IO impact

At MongoDB I work on a Relational Migrator project - a tool which helps people migrate their relational database to MongoDB. And recently we grew interested in the performance of our tool. Due to the nature of the migrations, they are usually extremely long (potentially even never ending, for some scenarios). It is a rather valuable information to know where we can speed things up.
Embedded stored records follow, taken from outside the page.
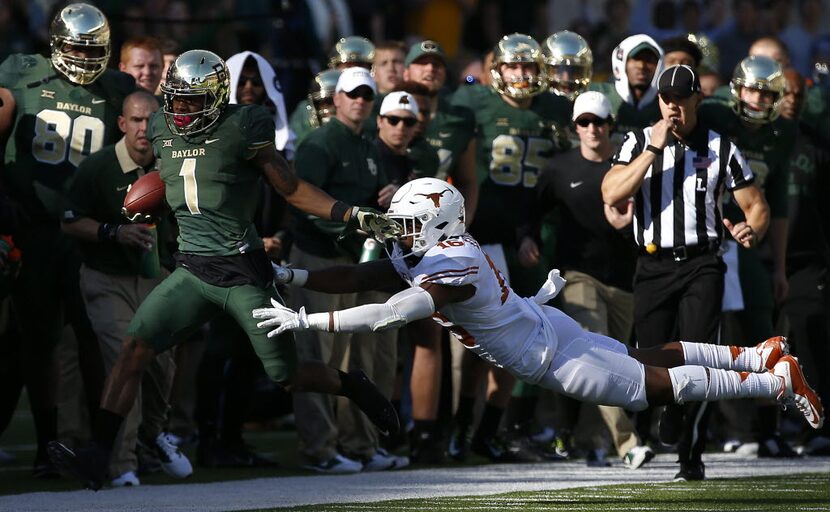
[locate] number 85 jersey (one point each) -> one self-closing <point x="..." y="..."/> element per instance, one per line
<point x="495" y="323"/>
<point x="513" y="145"/>
<point x="57" y="124"/>
<point x="211" y="181"/>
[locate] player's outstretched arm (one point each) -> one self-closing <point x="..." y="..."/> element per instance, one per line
<point x="372" y="275"/>
<point x="311" y="199"/>
<point x="402" y="308"/>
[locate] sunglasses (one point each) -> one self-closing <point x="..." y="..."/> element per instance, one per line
<point x="255" y="80"/>
<point x="597" y="121"/>
<point x="361" y="92"/>
<point x="409" y="122"/>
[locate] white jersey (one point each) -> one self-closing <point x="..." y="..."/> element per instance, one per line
<point x="495" y="323"/>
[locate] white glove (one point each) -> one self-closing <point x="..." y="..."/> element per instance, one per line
<point x="551" y="288"/>
<point x="286" y="318"/>
<point x="282" y="275"/>
<point x="376" y="224"/>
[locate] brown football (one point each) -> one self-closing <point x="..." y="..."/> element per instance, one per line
<point x="146" y="196"/>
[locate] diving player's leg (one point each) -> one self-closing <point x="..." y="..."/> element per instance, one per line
<point x="760" y="358"/>
<point x="279" y="358"/>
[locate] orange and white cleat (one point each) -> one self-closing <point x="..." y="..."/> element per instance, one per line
<point x="795" y="390"/>
<point x="771" y="351"/>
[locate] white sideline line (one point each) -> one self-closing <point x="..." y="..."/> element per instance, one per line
<point x="388" y="485"/>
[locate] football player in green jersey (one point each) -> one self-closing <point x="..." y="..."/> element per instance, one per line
<point x="311" y="113"/>
<point x="55" y="112"/>
<point x="636" y="62"/>
<point x="513" y="135"/>
<point x="211" y="156"/>
<point x="751" y="121"/>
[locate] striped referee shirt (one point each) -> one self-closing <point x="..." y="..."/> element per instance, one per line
<point x="679" y="202"/>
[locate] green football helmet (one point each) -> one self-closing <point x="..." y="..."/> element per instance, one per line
<point x="569" y="63"/>
<point x="321" y="97"/>
<point x="80" y="27"/>
<point x="196" y="74"/>
<point x="763" y="74"/>
<point x="352" y="51"/>
<point x="518" y="48"/>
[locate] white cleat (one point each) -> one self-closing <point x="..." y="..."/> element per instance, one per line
<point x="771" y="351"/>
<point x="795" y="390"/>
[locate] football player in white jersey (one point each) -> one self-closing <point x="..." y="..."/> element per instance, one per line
<point x="452" y="280"/>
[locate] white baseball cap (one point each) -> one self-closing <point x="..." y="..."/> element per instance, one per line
<point x="592" y="102"/>
<point x="399" y="100"/>
<point x="352" y="78"/>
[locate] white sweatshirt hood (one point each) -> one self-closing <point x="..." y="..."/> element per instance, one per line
<point x="618" y="60"/>
<point x="284" y="138"/>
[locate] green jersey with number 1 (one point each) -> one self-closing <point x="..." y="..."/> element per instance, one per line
<point x="57" y="125"/>
<point x="210" y="180"/>
<point x="512" y="146"/>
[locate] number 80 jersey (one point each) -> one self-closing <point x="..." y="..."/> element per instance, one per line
<point x="210" y="180"/>
<point x="57" y="125"/>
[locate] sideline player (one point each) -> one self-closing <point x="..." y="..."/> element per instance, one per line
<point x="54" y="112"/>
<point x="455" y="282"/>
<point x="211" y="156"/>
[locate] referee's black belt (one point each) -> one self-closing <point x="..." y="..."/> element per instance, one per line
<point x="681" y="253"/>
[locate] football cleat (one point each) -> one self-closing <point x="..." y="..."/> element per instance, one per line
<point x="88" y="464"/>
<point x="772" y="350"/>
<point x="374" y="405"/>
<point x="794" y="389"/>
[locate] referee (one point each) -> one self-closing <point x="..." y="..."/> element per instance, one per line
<point x="677" y="171"/>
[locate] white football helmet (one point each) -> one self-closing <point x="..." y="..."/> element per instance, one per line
<point x="429" y="210"/>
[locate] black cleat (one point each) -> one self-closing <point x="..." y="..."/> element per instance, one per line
<point x="374" y="405"/>
<point x="88" y="464"/>
<point x="690" y="471"/>
<point x="671" y="424"/>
Hence we ran a profiler on a relatively big database of 1M rows. And this was what we saw:

The handleBatch method is where the meat and potatoes of our migration logic reside. It lasts for approx. 6.5 sec. We could have debated on which parts of this flame graph we could optimize (and we actually did), but we first decided to take a quick look at the same graph from the higher level - not the CPU time (when CPU is actually doing the active work) but the total time:

The entire application run took 4,937 sec (1hr 22min 17sec). Of which, the migration itself took only 130 sec:

The biggest chunk of it was writing to MongoDB database at 120 sec:

The actual migration logic is really just 3.5 sec:

So out of 130 sec of the actual migration run, the actual logic took 3.5 sec or mere 2.69%. The rest was just IO (input/output). Which we also saw on the thread timeline:

Most time all the threads spent sleeping.

This is not new information, just a reminder that the slowest part of pretty much any application is input-output.